|Password strength meters are helpful in some cases, but are not always used effectively.|
Consumers who frequently access websites are sometimes prompted by strength meters to improve their password security. A new study conducted by the University of California at Berkeley, Microsoft and the University of British Columbia indicated that these systems can be effective if they are established properly.
Serge Egelman, a research scientist at UC Berkeley, told ArsTechnica that people are more likely to enter passwords they have previously used when asked by strength meters to change their credentials. This is often the case for new accounts or ones that are not of great importance to consumers.
“Whereas we show that in a different context – when changing passwords for high-value accounts – then the meters actually do have an observable effect on behavior in that people do choose stronger passwords,” Egelman told the news source. “And ironically that’s the context where we’re least likely to see real meters in real life.”
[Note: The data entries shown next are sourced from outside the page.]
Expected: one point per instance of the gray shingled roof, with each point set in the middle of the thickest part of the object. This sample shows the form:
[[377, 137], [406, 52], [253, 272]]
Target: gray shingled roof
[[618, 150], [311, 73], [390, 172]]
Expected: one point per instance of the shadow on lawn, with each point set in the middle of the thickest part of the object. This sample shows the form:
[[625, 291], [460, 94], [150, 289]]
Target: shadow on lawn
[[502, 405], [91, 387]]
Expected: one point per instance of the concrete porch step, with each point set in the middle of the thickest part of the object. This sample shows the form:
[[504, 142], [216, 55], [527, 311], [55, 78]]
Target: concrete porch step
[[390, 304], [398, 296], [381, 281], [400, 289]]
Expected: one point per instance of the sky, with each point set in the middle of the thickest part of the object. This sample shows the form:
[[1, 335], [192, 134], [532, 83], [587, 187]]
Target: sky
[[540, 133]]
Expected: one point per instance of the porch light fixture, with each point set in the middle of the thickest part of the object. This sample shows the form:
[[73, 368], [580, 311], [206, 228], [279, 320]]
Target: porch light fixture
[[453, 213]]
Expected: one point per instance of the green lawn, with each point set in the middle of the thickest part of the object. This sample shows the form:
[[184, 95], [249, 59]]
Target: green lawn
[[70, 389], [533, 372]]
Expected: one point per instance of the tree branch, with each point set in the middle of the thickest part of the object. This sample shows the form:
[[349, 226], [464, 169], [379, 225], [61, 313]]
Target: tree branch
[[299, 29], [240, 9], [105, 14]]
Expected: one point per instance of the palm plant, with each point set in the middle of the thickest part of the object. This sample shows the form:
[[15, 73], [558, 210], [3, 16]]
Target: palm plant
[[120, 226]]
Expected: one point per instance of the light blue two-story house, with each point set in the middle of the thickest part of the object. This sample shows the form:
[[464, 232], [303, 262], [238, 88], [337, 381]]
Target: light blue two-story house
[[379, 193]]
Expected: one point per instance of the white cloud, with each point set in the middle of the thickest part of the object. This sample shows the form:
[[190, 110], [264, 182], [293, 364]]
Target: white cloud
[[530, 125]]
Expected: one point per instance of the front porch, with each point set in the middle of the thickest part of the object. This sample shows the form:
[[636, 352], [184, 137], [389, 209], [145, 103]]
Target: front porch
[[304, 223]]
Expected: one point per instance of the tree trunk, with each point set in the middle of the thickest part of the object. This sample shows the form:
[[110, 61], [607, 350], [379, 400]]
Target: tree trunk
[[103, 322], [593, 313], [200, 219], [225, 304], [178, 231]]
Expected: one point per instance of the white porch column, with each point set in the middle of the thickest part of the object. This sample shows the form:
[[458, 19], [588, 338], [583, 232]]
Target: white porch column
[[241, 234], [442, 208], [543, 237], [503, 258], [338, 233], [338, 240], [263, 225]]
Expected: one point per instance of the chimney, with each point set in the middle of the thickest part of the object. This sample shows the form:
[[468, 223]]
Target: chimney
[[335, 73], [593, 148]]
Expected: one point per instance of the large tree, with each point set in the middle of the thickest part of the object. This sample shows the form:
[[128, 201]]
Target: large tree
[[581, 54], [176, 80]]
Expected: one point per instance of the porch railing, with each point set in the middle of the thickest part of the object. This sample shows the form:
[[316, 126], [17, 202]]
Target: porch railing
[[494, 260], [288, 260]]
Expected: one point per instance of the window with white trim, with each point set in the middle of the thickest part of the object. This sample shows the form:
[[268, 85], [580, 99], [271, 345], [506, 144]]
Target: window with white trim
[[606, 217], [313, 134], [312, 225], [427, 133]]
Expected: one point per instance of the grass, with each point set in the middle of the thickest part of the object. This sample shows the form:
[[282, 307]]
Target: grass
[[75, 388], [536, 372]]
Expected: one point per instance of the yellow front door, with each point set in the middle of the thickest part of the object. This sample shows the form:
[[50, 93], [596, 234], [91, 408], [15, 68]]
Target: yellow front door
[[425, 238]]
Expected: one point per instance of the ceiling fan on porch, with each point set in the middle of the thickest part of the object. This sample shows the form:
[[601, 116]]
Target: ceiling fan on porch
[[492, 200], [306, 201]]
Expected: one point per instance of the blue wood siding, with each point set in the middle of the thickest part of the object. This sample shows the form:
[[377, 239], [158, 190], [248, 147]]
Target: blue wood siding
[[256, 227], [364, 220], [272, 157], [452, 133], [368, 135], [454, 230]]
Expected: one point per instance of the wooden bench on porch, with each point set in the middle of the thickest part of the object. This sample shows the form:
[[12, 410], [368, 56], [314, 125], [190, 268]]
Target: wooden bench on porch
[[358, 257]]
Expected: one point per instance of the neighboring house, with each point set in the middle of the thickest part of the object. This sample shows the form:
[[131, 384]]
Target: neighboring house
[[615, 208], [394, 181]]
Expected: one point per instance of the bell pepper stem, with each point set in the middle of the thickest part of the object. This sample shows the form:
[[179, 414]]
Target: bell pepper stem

Password strength meters are a good reminder that online security is necessary for anyone accessing important accounts through the Internet. Consumers who neglect such protection may experience major problems such as identity theft if hackers obtain this valuable information.
Rather than only generating strong passwords when reminded, people can use effective tools like a password manager to keep all of their accounts protected with complex and hard-to-crack passwords. These solutions constantly generate new credentials so users always have the latest safeguards for their websites.
Another great aspect of password managers is that they remove the burden from consumers who are constantly tasked with remembering a dozen or more unique credentials. Sometimes people decide to use the same passwords for all of their accounts because it is easy to do so, but this approach invites trouble if hackers know this particular phrase.
Password strength meters are helpful in some cases, but are not always used effectively.